Thursday, August 22, 2024

IN THE CARDS

While playing cards last night I mentioned that while I read an enormous amount of history I had never read much of anything about the history of Central and Eastern Europe. As I turned my attention that way during the night I can see why I must have initially resisted the idea of reading too much about it. Yes, a good deal of my reluctance comes from early years in education when the school libraries still contained massive amounts of first hand documentation about the Holocaust and the war in the East. I didn't want to read that.

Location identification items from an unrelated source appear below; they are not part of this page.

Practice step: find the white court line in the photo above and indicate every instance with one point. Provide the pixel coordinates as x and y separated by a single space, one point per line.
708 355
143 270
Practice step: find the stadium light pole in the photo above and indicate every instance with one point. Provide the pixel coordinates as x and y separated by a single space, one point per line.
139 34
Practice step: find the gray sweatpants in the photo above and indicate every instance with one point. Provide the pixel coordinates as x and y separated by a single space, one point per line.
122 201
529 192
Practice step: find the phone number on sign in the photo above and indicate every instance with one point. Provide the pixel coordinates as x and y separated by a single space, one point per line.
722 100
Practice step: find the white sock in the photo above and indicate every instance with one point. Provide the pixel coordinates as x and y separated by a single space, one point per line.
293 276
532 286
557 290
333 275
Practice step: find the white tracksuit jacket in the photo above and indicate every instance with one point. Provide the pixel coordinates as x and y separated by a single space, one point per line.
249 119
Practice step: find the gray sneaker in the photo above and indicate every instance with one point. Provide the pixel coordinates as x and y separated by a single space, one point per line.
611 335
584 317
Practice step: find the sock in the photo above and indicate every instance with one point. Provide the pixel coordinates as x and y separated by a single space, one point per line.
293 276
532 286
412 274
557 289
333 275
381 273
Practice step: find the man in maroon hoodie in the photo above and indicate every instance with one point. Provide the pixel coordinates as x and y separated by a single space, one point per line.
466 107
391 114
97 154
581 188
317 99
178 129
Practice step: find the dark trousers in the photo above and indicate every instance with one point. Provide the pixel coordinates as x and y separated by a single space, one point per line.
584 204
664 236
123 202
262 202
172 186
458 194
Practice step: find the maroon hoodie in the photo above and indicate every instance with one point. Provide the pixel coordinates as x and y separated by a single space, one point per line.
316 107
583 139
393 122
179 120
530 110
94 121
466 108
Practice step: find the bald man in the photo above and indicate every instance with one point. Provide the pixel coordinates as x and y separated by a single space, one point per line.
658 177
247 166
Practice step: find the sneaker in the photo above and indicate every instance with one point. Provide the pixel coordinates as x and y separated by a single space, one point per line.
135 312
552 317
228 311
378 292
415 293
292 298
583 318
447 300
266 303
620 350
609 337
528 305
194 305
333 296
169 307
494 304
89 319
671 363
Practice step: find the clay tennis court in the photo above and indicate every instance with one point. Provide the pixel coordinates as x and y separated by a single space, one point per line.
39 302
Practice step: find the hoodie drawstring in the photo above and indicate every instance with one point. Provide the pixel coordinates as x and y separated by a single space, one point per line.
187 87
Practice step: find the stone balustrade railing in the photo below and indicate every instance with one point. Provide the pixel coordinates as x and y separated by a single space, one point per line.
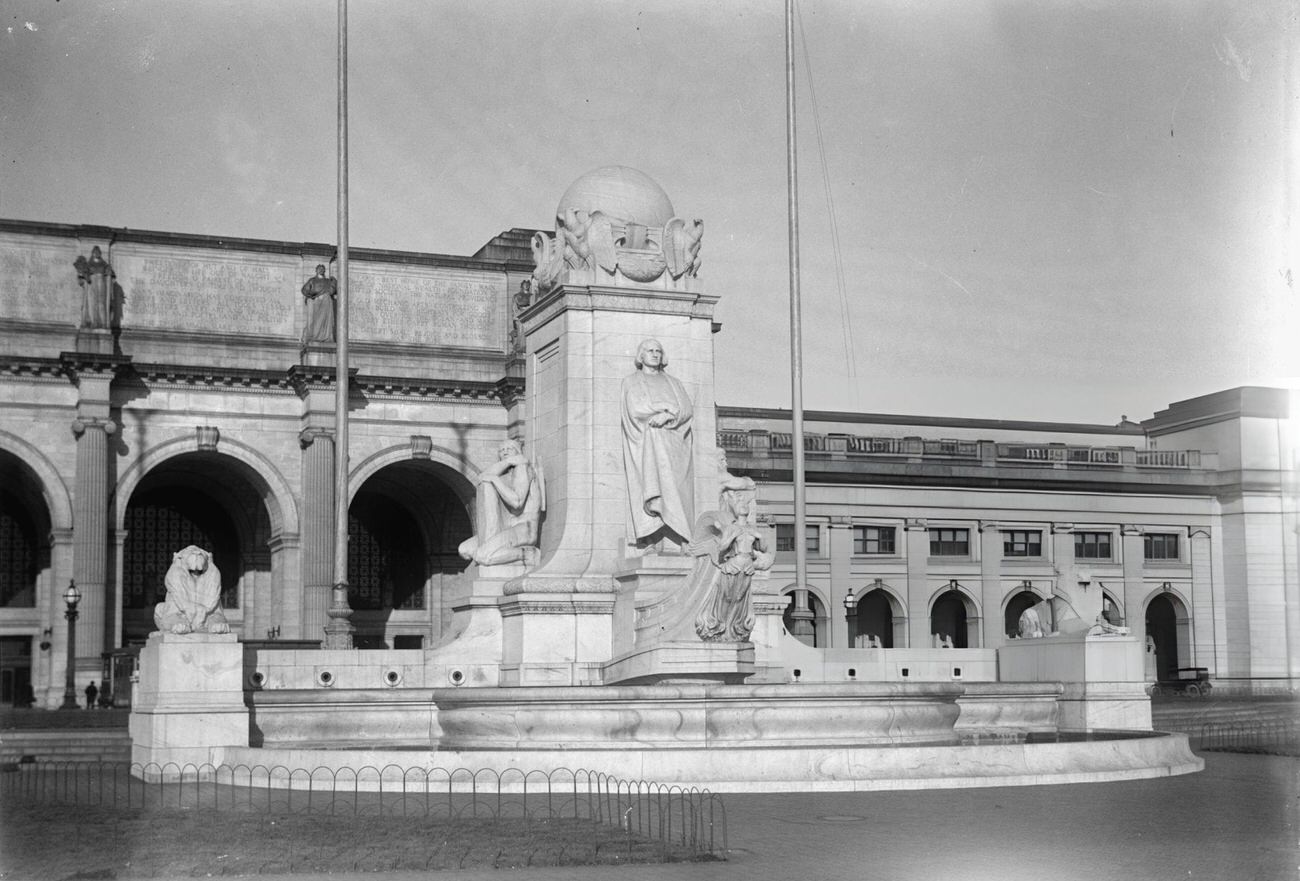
1058 455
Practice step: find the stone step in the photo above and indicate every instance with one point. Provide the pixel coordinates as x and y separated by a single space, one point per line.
1190 715
68 745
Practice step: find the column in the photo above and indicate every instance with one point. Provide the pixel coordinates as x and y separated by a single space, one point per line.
90 542
1203 603
991 584
1131 549
918 591
841 555
317 533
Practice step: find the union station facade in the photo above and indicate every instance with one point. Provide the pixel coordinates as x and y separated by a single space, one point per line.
203 413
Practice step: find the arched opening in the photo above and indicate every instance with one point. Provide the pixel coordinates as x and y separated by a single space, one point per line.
1015 607
949 616
404 525
1110 611
1166 625
25 528
203 499
807 625
876 617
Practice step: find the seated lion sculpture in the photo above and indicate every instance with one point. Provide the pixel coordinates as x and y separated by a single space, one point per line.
193 600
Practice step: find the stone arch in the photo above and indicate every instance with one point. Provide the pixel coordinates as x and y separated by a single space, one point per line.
1013 607
954 610
407 516
230 498
456 471
880 611
277 494
1114 604
1166 619
820 620
53 489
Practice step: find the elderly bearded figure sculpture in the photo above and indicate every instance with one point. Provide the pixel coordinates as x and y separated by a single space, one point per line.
511 499
94 277
193 600
319 291
657 450
729 550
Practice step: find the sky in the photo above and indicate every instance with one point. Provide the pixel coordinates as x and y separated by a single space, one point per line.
1064 211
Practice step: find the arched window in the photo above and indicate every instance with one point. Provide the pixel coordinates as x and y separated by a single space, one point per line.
949 616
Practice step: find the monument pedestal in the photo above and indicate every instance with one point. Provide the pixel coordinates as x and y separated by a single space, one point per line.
1103 677
189 699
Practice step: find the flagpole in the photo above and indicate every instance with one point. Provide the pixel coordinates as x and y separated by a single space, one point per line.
338 630
796 329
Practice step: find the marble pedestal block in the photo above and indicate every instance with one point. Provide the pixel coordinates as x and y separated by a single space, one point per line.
1103 678
655 641
472 650
189 699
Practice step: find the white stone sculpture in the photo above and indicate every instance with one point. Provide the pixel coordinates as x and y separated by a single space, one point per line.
95 277
508 511
615 225
657 450
728 550
1030 625
193 602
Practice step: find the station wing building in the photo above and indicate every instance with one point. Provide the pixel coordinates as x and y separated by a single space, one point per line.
161 390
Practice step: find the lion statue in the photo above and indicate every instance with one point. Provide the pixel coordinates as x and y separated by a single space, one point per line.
193 602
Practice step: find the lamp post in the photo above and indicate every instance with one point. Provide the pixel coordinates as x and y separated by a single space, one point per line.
850 616
70 598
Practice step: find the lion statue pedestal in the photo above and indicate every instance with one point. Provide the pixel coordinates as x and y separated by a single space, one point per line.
189 695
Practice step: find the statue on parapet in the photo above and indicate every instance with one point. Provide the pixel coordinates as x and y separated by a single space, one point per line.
508 511
1030 625
320 293
728 550
657 450
193 602
95 278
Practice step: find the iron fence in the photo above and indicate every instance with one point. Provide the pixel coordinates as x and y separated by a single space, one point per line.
1269 736
683 820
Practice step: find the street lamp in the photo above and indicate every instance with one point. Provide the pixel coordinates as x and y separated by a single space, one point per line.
70 598
850 617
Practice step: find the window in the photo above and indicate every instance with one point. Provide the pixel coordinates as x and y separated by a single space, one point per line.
785 538
1160 546
1022 543
949 542
1092 546
872 539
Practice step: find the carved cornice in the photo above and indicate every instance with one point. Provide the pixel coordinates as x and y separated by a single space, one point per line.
303 378
83 424
511 390
467 390
308 435
78 365
47 369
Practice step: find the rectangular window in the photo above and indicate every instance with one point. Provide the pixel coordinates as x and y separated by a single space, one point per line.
872 539
1021 542
949 542
1160 546
1092 546
785 538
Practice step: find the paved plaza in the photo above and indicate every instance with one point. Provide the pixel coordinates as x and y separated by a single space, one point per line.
1236 820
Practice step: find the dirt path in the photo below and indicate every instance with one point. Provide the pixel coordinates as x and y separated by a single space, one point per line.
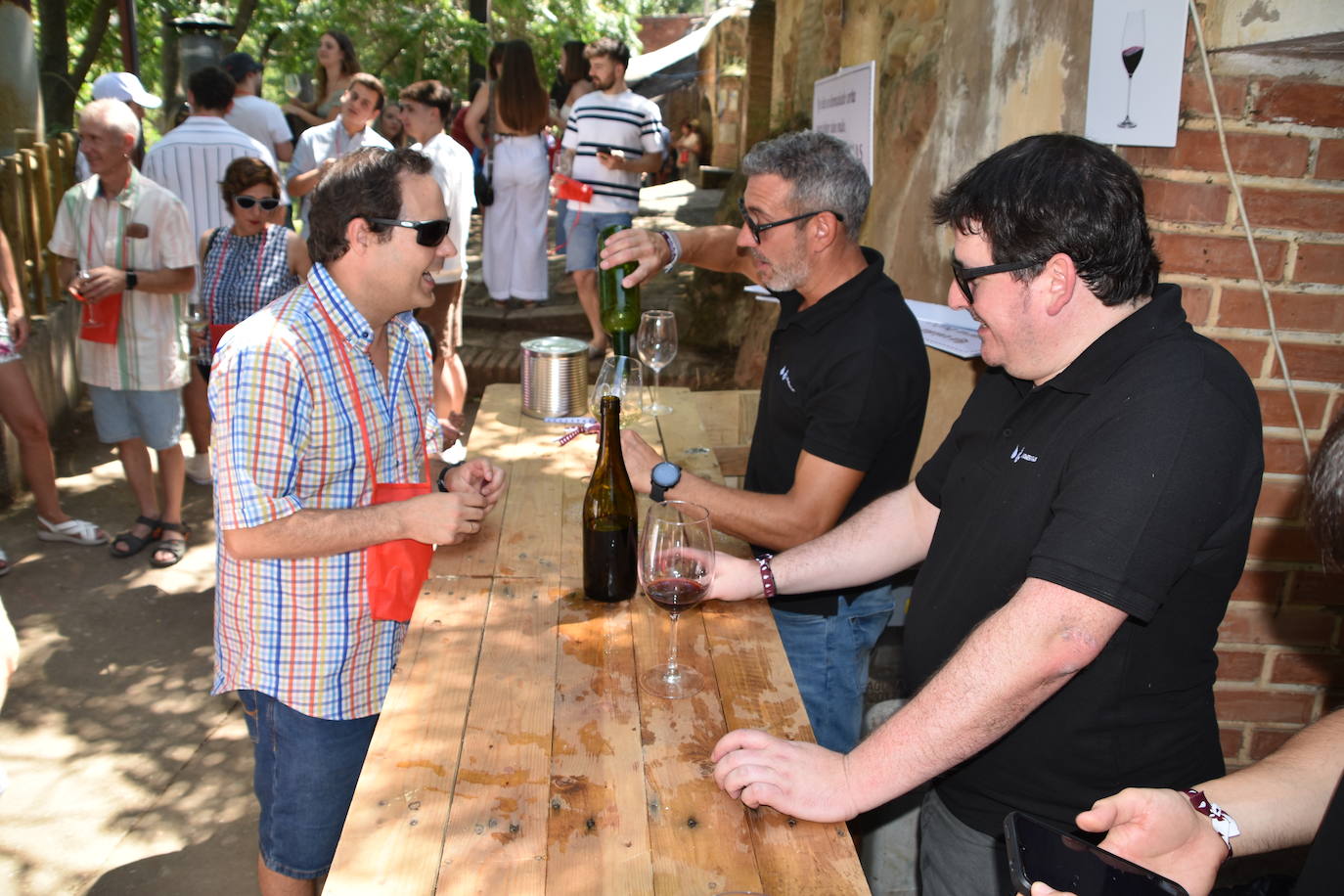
126 777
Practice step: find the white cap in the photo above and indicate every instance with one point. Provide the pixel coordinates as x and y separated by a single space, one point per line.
125 86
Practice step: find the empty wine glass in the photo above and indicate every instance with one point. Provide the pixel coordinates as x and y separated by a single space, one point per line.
624 378
676 567
656 342
1131 53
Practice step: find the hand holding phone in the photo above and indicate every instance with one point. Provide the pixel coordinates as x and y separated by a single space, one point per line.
1037 852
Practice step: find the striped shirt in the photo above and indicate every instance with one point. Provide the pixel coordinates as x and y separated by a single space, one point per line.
244 274
191 160
624 121
287 438
94 230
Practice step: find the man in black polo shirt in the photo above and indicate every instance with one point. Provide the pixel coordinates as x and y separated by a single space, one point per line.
1081 529
841 405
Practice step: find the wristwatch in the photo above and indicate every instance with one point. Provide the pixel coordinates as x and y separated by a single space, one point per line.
664 475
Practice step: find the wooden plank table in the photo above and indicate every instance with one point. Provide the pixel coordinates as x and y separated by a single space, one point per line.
516 754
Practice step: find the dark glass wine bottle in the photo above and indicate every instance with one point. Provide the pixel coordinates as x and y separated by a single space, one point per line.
609 517
620 306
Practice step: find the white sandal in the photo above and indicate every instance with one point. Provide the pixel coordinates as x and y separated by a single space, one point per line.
72 531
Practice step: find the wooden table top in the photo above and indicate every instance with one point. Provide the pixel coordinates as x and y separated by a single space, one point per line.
516 754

Having done a little more reading and remembering too the ethnic cleansing of all Germans out of all Europe lying to the East of the Soviet Zone I don't wonder that anyone familiar with the history is rabid in their efforts to control it and stuff any ethnic discussions of European boundaries and hate into a bag and then drown it. The current unpleasantness in Ukraine is raising the ghosts that the apparatchiks running the EU thought they had buried with the founding of the EU. I think they were both wrong and misguided.

It does give one a real appreciation for how almost all History has been erased from American education. The socialists running public education want the little kids to feel sympathy only for the victims that the socialists want them to see and know anything about. They stamped out EVERYTHING having to do with the history of Eastern and Central Europe. It was never taught to me at any of the 8 schools I attended. The entire subject never came up at all in school systems ranging from Leavenworth, Kansas, Newport, Rhode Island, Huntsville, Alabama or any schools in between.

That's here in America. I suspect that the kids educated in Poland, Estonia, Russia and all the counties in Central and Eastern Europe outside the original NATO boundaries studied a lot of the history of the last century in their neighborhood and perhaps even the centuries before that. Here in America I studied the discovery and development of British civilization in New England, a little bit about the history of Alabama and the native tribes that lived there and very little else. That was the deliberate destruction of memory and history. I knew more about the City States of Ancient Greece then I did about the events leading to the Treaty of Westphalia or the Industrial Revolution and the events that coalesced Italy and Germany into Kingdoms of almost unrivaled size.

I can see why Europe wants to forget. Their traditional history of genocide didn't begin or end with the Jews in the Holocaust and they want everyone to forget it and all be good little EUsubjects but the Nationalists remember and they want to make you remember. It will be fascinating to watch the Splintering of Europe as it once again turns on itself and consumes itself with an idiotic passion not seen since......oh, the breakup of Yugoslavia. Remember that set of wars that turned neighbors into the most vicious and amoral killers you ever saw since the Red Army hit Berlin?

No wonder Russian novelists are such a dismal and awful read.

2 comments:

boron said...

perhaps because history education is all about memorizing dates and events and the names of kings and nothing about the movement of people and the development of principalities into empires; perhaps because our history education is so anglo- and franco- oriented that no other country matters in world affairs - and perhaps that bias slants our current view of the world today

HMS Defiant said...

Precisely. They say that the winners write the history but all my life it's as if the losers suddenly became either the only writers of history or the only ones that publishers would buy and try to sell.